The door was the original door, and the outside had been carefully smoothed and repainted the familiar green, just as the Gaffer and later Sam had repainted it each spring as long as he could remember. A rope had replaced the familiar bell chain, although the knob on it was the one he remembered. The bench on which he’d sat beside Bilbo for an evening pipe was there, the top slat replaced but the sides as they’d always been. The window boxes had been replaced, but then they’d been replaced at least four times since he came here to live anyway.

He went back inside, closing the door behind him. The parlor was different. His chair, which had been Bilbo’s before him, was there, but the table that had stood beside it was gone--sold to Lotho. The sofas had been sold to Lotho, too; and only one of the small tables he remembered remained to the right of the fireplace. But the portraits of Bungo and Belladonna were there, as well as the portrait he’d done of Bilbo that Ham had framed which stood on the right end of the mantel; and the mantel clock Pippin had once dismantled ticked solemnly as it had always done, there between the pair of silver candlesticks Balin had given Bilbo during his last visit. The sight of those candlesticks brought back the memory of the Chamber of Mazurbal, and the tomb there, and he moved forward to touch them gently, knowing his uncle’s friend had now been dead for many years, and his tomb itself had been desecrated by troll and orcs, and was buried now under rubble.

He went back up the hallway, looking at the second parlor, which no one had ever really used since Belladonna’s death, the first of the guest bedrooms and then the rest in turn, most of them empty now, for their furniture had been sold with the smial and had been destroyed. The only room that hadn’t been damaged or its furniture destroyed was the room opposite the master bedroom, that in which Lobelia had slept; the furniture here was hers, the bed hers, the chairs hers as well. Why Sharkey and his Men had left the room untouched was one of the many mysteries of their time. Its door had been locked when they first came to seek Lotho, but the key had hung in its place in the first pantry where the keys to all the rooms had hung. Why had no one unlocked it after Lobelia had been drug away to Michel Delving until he’d come here with Pippin, Merry, and Sam? Frodo shook his head, then shut the door again.
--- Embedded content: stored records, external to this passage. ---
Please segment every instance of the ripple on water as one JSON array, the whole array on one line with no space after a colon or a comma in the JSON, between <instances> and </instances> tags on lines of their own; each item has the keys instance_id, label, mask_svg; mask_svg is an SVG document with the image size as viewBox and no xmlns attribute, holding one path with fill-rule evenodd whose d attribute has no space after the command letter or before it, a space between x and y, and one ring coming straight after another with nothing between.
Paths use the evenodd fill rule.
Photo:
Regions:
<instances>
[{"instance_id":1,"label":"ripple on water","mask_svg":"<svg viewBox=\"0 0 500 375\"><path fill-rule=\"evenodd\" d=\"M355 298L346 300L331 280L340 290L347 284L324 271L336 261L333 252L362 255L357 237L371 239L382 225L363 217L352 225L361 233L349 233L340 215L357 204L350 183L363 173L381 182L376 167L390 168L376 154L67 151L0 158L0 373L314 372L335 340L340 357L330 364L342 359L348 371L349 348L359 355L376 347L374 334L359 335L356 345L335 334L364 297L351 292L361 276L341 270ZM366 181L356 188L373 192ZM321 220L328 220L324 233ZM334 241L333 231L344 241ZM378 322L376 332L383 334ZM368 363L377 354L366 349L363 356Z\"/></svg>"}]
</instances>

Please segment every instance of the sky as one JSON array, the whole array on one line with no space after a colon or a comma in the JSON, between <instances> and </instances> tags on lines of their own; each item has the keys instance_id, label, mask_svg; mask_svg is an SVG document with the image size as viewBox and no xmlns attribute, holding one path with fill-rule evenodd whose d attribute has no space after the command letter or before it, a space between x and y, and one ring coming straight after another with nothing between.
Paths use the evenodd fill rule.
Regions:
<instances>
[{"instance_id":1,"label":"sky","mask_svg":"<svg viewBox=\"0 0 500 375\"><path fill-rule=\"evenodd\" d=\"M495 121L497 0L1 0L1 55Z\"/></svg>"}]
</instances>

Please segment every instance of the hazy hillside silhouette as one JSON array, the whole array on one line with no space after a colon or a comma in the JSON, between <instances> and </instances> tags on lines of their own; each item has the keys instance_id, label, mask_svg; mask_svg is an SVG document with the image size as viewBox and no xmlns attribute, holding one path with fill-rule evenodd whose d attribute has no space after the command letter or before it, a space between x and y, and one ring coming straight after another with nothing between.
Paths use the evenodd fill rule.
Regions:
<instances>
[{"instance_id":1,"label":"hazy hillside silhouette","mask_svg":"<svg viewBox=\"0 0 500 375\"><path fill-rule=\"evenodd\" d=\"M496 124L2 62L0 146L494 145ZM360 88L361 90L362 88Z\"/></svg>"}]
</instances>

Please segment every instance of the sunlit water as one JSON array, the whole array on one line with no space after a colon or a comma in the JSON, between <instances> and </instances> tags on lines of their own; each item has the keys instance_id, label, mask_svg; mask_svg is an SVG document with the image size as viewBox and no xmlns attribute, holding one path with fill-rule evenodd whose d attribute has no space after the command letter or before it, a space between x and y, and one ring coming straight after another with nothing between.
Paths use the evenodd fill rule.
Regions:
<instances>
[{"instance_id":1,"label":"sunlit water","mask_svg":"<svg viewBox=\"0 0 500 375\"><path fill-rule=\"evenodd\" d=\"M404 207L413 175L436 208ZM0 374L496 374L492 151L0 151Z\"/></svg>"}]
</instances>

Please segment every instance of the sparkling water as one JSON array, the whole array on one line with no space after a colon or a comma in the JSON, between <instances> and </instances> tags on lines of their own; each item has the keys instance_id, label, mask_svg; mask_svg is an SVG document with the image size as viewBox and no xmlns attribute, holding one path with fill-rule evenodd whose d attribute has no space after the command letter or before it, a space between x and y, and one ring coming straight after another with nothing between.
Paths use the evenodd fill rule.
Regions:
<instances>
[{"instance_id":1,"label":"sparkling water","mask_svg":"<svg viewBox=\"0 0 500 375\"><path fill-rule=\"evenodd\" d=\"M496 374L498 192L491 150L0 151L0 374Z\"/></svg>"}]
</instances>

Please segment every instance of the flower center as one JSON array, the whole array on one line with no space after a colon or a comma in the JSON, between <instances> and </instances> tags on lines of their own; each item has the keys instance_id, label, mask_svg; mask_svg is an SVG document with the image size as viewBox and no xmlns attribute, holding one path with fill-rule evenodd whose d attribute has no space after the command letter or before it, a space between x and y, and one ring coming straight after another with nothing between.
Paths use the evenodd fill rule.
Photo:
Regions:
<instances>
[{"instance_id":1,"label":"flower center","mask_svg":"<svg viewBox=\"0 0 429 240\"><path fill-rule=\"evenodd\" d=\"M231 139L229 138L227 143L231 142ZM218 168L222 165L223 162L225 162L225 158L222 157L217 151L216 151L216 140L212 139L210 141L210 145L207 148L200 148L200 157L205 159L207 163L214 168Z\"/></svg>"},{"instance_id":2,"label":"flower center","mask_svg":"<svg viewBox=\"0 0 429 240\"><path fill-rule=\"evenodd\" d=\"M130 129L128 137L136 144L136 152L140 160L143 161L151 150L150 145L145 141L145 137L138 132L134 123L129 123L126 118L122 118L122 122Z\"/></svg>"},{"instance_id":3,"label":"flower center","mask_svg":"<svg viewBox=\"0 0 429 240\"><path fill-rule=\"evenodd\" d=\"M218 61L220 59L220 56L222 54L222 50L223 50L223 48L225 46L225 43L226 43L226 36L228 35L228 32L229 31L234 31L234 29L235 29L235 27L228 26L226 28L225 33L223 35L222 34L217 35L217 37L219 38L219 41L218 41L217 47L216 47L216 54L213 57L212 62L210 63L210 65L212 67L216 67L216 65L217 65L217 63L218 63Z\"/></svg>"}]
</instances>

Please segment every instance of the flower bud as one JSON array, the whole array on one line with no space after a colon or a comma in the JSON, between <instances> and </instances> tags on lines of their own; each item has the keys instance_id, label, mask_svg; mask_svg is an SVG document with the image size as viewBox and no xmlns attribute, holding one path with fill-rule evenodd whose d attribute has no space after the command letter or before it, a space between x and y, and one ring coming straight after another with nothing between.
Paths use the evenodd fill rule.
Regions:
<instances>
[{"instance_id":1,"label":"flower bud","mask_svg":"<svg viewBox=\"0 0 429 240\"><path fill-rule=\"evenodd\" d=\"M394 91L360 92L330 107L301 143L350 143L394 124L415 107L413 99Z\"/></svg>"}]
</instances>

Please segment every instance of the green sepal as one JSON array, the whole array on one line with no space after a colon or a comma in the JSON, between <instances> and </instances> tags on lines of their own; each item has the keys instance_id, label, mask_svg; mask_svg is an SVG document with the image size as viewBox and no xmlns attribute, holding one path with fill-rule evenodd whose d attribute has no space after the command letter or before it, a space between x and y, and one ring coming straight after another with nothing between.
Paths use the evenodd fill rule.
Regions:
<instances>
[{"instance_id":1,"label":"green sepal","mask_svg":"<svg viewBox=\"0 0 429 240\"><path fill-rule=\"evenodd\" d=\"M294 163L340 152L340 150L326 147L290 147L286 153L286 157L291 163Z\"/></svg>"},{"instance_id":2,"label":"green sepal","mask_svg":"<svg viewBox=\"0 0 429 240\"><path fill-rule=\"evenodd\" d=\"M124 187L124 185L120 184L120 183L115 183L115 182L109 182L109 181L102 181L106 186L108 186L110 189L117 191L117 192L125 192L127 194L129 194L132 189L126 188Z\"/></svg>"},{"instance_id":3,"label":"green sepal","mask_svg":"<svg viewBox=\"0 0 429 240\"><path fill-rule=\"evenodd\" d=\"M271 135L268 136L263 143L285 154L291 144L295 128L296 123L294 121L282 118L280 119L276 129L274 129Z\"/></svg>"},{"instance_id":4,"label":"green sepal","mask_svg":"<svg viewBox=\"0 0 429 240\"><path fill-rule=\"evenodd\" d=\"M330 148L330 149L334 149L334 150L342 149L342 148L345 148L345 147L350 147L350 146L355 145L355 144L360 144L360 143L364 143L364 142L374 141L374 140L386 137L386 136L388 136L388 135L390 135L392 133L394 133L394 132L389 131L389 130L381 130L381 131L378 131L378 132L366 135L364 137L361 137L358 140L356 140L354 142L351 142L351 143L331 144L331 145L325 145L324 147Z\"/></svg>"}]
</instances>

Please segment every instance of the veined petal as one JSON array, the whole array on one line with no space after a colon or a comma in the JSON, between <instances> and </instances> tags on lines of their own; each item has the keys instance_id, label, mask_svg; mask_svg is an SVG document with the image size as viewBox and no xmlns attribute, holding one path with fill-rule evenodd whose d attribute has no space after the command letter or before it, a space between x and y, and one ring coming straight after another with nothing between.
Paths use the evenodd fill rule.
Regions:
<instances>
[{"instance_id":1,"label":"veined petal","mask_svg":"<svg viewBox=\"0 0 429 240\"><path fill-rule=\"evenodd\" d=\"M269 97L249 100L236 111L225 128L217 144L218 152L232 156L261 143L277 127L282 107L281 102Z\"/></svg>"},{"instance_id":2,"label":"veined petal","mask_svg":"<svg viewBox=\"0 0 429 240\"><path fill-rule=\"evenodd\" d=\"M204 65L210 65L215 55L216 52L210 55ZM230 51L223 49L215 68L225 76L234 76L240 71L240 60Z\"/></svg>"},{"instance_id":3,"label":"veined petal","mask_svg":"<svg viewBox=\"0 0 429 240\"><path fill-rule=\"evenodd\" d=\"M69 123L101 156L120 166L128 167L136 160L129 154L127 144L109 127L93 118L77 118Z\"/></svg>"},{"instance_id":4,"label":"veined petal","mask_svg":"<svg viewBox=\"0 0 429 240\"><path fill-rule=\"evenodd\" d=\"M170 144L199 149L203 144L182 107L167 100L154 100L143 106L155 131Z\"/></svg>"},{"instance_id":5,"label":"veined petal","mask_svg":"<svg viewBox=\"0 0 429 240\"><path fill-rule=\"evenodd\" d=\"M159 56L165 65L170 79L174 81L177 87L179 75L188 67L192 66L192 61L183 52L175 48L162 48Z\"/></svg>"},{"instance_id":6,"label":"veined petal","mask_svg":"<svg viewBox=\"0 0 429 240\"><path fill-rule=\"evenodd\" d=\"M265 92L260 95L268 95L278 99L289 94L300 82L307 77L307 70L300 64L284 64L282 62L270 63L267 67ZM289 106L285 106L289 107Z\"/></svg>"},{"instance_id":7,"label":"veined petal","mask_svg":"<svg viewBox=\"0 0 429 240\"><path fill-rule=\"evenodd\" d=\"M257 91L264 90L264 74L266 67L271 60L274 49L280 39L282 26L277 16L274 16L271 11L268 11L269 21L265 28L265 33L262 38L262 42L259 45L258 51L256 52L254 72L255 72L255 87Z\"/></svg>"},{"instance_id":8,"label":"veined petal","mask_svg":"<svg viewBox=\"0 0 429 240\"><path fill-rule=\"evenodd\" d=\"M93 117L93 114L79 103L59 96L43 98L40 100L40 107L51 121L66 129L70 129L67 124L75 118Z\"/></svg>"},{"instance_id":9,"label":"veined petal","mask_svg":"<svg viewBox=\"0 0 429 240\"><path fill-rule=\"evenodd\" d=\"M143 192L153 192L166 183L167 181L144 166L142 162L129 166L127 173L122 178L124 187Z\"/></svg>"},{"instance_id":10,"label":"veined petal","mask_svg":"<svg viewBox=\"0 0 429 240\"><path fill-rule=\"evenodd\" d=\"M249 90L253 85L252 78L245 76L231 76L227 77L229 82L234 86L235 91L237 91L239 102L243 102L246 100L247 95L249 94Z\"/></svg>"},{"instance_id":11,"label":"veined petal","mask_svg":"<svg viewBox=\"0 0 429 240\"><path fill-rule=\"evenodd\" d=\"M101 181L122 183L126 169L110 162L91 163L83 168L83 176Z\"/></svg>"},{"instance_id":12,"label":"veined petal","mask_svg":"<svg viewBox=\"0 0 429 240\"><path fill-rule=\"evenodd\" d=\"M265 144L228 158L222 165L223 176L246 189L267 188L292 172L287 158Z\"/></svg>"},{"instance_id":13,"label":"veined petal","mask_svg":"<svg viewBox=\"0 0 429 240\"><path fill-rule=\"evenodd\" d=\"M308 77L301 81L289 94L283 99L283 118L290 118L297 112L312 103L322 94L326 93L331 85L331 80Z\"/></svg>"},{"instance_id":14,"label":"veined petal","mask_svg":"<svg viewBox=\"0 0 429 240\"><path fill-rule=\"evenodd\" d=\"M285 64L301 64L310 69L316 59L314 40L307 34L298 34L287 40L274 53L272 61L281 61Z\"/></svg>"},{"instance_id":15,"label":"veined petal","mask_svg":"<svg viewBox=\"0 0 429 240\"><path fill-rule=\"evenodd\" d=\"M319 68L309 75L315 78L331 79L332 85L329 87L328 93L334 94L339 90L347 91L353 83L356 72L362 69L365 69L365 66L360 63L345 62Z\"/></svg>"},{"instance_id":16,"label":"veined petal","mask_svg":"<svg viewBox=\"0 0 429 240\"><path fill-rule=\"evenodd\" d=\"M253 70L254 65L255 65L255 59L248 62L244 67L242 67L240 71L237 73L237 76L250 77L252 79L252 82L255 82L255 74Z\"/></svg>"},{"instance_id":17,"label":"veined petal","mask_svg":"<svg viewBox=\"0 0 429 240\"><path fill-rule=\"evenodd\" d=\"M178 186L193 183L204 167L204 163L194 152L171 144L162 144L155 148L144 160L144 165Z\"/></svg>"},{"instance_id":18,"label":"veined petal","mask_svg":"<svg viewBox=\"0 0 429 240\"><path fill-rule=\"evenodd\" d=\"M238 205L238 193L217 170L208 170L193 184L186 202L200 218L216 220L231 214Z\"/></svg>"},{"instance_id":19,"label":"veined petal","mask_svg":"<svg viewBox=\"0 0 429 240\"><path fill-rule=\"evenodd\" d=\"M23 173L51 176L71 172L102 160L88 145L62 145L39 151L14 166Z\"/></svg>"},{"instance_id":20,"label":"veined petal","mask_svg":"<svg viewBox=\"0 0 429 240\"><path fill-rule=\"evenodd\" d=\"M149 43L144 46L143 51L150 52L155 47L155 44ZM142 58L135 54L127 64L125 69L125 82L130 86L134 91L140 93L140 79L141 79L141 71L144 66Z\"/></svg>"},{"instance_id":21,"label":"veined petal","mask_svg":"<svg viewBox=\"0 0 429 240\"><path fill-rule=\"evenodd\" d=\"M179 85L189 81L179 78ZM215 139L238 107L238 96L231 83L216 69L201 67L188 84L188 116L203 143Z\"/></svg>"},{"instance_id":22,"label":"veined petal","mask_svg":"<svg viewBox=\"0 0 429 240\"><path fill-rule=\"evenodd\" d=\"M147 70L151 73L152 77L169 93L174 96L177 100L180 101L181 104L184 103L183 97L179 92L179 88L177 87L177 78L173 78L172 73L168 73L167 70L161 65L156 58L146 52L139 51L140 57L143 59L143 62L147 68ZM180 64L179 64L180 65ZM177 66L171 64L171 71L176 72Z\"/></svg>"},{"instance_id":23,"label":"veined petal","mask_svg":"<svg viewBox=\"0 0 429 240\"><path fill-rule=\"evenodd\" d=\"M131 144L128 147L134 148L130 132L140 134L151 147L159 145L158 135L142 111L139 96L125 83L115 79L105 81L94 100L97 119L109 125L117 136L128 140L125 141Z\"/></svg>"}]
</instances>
Bilbo’s room was much as it had been, save the walls and floor had all needed to be redone. As in his room the planks laid for the floor were all new as well as the wainscoting and the paint on the walls. But it was the familiar big bed that sat there now, what had been Bungo’s and Belladonna’s bed, then Bilbo’s, the bed long enough to allow even Gandalf a nearly normal sleep, as long as he slept on his side and had his knees bent a bit.

Frodo paused as he looked at the mantel and saw that here, too, Gimli had left his mark, the tree trunks and branches, the Star of the West. Tears slipped down his face, yet he was somehow reassured by that change, although he couldn’t have said how or why. He left it and went back to the kitchen again, took the eggs and poured off the boiling water, cooled them under the pump. He set out butter and knives and plates and forks and spoons, then a pot of currant jelly--May’s currant jelly that he’d always liked--then sliced bread and was toasting it when Sam entered the back door. He looked up, smiling to see his friend enter.

“Do you feel up to a second breakfast?” Frodo asked.